如何减少 xgboost 中的误报？

Question

我的数据集在 0 和 1 个分类器之间平均分配。总共 100,000 个数据点，其中 50,000 个被归类为 0，另外 50,000 个被归类为 1。我对 train/test 数据进行了 80/20 拆分，并返回了 98% 的准确率分数。但是，在查看混淆矩阵时，我发现了很多误报。一般来说，我是 xgboost 和决策树的新手。我可以在 XGBClassifier 中更改哪些设置以减少误报的数量，或者甚至可能吗？

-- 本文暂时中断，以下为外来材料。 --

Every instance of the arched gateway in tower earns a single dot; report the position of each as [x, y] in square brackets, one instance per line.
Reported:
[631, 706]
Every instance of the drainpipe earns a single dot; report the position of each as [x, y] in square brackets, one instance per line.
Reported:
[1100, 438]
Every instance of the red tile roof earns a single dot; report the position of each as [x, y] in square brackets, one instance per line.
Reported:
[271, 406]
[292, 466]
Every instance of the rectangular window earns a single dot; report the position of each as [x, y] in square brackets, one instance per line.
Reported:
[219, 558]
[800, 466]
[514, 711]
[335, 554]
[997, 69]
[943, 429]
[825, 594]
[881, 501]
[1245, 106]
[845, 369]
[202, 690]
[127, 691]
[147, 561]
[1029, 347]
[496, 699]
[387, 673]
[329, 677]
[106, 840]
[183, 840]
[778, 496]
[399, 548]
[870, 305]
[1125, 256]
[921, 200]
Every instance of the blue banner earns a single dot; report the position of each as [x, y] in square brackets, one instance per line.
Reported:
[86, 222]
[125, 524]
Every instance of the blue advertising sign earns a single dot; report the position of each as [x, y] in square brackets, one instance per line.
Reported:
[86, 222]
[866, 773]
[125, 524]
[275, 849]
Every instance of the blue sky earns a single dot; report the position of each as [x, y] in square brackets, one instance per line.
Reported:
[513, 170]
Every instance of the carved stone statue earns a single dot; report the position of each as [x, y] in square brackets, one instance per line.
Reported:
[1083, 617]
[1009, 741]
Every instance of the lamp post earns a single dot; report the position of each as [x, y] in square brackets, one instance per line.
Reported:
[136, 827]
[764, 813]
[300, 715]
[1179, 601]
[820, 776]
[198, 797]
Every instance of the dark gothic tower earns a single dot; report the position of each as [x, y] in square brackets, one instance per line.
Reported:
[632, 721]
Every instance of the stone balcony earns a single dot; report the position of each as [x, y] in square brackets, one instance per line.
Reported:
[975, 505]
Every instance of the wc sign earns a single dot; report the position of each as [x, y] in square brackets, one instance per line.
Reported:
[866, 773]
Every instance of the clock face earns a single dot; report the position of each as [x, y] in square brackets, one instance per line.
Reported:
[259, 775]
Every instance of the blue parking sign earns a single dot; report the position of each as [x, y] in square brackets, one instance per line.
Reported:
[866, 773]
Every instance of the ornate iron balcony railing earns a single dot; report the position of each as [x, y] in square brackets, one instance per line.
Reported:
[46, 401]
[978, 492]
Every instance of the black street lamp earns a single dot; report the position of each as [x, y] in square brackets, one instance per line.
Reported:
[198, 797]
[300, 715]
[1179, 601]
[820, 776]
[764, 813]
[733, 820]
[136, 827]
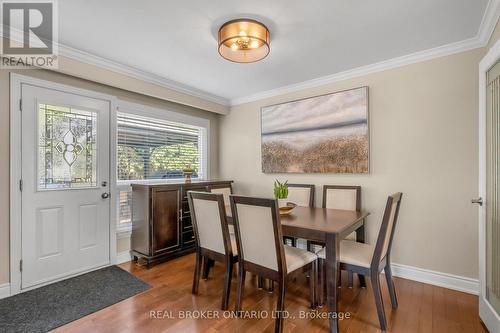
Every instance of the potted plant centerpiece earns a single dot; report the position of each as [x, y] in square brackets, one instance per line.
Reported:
[281, 192]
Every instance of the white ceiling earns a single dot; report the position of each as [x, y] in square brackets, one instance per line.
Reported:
[176, 40]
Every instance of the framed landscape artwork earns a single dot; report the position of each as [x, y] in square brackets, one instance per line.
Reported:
[322, 134]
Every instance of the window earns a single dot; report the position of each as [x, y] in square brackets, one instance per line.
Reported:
[156, 145]
[66, 148]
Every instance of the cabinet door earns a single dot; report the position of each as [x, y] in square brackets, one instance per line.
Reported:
[166, 233]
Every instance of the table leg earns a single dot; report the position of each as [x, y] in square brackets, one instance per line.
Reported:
[360, 238]
[332, 273]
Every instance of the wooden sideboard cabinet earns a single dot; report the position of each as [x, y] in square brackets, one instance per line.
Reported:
[161, 220]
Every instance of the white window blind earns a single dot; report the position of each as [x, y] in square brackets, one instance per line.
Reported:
[157, 149]
[153, 149]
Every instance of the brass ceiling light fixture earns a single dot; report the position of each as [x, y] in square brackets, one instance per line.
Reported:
[243, 41]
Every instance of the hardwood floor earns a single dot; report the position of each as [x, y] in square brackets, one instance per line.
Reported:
[422, 308]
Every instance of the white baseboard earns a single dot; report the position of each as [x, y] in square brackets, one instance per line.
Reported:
[122, 257]
[445, 280]
[4, 290]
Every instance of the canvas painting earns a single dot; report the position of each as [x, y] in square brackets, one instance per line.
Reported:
[323, 134]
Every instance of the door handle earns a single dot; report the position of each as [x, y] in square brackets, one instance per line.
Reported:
[479, 201]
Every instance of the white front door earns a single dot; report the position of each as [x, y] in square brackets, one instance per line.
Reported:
[65, 184]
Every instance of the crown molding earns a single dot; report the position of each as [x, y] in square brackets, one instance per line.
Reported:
[485, 31]
[482, 38]
[489, 21]
[114, 66]
[92, 59]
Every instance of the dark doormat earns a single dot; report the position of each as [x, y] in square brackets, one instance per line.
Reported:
[48, 307]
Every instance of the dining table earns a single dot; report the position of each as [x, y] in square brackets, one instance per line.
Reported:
[329, 227]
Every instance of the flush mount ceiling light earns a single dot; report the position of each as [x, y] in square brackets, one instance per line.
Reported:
[243, 40]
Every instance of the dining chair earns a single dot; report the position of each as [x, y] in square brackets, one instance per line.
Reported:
[369, 260]
[301, 195]
[226, 191]
[261, 250]
[345, 197]
[213, 241]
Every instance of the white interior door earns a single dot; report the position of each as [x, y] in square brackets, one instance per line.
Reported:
[65, 184]
[489, 230]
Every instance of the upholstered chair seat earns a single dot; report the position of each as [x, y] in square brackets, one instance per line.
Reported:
[297, 258]
[371, 260]
[213, 239]
[345, 198]
[261, 250]
[353, 253]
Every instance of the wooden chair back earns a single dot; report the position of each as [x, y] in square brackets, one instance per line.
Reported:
[386, 234]
[208, 216]
[259, 236]
[226, 191]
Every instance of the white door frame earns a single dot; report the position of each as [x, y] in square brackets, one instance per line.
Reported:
[16, 82]
[486, 312]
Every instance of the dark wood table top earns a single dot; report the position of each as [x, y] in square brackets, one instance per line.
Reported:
[315, 223]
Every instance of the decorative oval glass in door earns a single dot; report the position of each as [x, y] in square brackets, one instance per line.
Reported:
[67, 154]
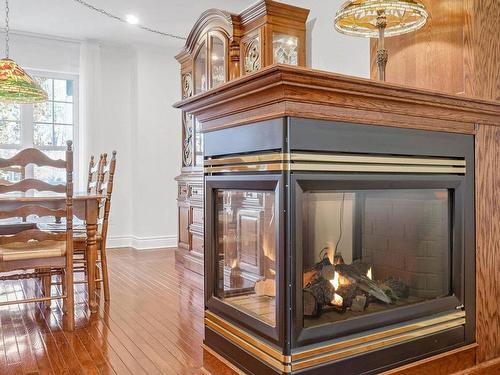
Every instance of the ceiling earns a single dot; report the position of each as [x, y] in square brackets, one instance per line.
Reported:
[69, 19]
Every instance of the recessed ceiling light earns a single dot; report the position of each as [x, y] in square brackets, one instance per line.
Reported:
[130, 18]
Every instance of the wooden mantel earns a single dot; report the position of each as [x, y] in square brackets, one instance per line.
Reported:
[282, 90]
[279, 90]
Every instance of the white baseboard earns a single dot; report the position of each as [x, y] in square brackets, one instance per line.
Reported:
[142, 243]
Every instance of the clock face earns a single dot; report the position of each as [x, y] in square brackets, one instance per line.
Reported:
[187, 85]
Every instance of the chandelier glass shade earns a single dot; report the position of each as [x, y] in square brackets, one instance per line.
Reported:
[16, 86]
[359, 17]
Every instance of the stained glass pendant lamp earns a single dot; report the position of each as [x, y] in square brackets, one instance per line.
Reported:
[16, 86]
[380, 19]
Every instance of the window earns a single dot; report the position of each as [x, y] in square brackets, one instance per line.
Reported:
[46, 126]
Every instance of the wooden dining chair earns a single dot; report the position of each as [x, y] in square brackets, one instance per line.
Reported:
[39, 253]
[100, 181]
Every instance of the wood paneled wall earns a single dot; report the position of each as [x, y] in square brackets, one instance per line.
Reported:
[458, 51]
[488, 242]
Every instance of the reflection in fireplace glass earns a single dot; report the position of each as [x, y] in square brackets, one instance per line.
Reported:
[367, 251]
[246, 244]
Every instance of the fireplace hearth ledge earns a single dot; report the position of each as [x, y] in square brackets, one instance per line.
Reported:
[333, 349]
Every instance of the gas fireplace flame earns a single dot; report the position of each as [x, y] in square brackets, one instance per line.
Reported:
[337, 299]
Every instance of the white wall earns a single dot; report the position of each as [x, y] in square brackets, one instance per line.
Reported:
[156, 147]
[136, 86]
[126, 105]
[45, 54]
[328, 49]
[107, 109]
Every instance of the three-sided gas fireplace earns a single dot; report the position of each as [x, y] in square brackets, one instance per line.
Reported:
[335, 246]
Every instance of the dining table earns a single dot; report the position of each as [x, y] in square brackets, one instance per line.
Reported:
[85, 207]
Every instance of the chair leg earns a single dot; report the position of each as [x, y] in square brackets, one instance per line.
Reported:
[104, 270]
[62, 279]
[69, 301]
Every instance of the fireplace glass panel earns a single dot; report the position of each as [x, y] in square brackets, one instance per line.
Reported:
[246, 246]
[367, 251]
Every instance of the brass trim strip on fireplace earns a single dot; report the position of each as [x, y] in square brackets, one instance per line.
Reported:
[377, 335]
[310, 167]
[276, 354]
[249, 343]
[338, 350]
[271, 162]
[336, 355]
[332, 158]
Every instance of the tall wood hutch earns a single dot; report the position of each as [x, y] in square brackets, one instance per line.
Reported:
[222, 47]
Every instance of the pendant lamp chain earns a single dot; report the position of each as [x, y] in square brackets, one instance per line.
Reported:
[7, 28]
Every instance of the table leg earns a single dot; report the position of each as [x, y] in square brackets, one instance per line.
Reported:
[91, 219]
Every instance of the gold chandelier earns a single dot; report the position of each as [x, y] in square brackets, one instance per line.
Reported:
[378, 19]
[16, 86]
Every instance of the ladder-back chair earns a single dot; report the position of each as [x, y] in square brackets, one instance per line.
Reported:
[100, 181]
[39, 253]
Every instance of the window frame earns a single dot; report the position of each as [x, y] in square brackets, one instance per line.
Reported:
[27, 123]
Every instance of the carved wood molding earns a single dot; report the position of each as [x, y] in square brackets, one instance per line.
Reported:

谢谢。

X_train, X_test, y_train, y_test = train_test_split(X, y, test_size=.2, random_state=0, stratify=y) # 80% training and 20% test

model = xgb.XGBClassifier(base_score=0.5, booster='gbtree', colsample_bylevel=1,
              colsample_bynode=1, colsample_bytree=1, gamma=0, gpu_id=-1,
              importance_type='gain', interaction_constraints='',
              learning_rate=0.1, max_delta_step=0, max_depth=9,
              min_child_weight=1, missing=None, monotone_constraints='()',
              n_estimators=180, n_jobs=4, num_parallel_tree=1, random_state=0,
              reg_alpha=0, reg_lambda=1, scale_pos_weight=1, subsample=1,
              tree_method='exact', use_label_encoder=False,
              validate_parameters=1, verbosity=None)

model.fit(X_train,
           y_train,
           verbose = True, 
           early_stopping_rounds=10,
           eval_metric = "aucpr",
           eval_set = [(X_test, y_test)])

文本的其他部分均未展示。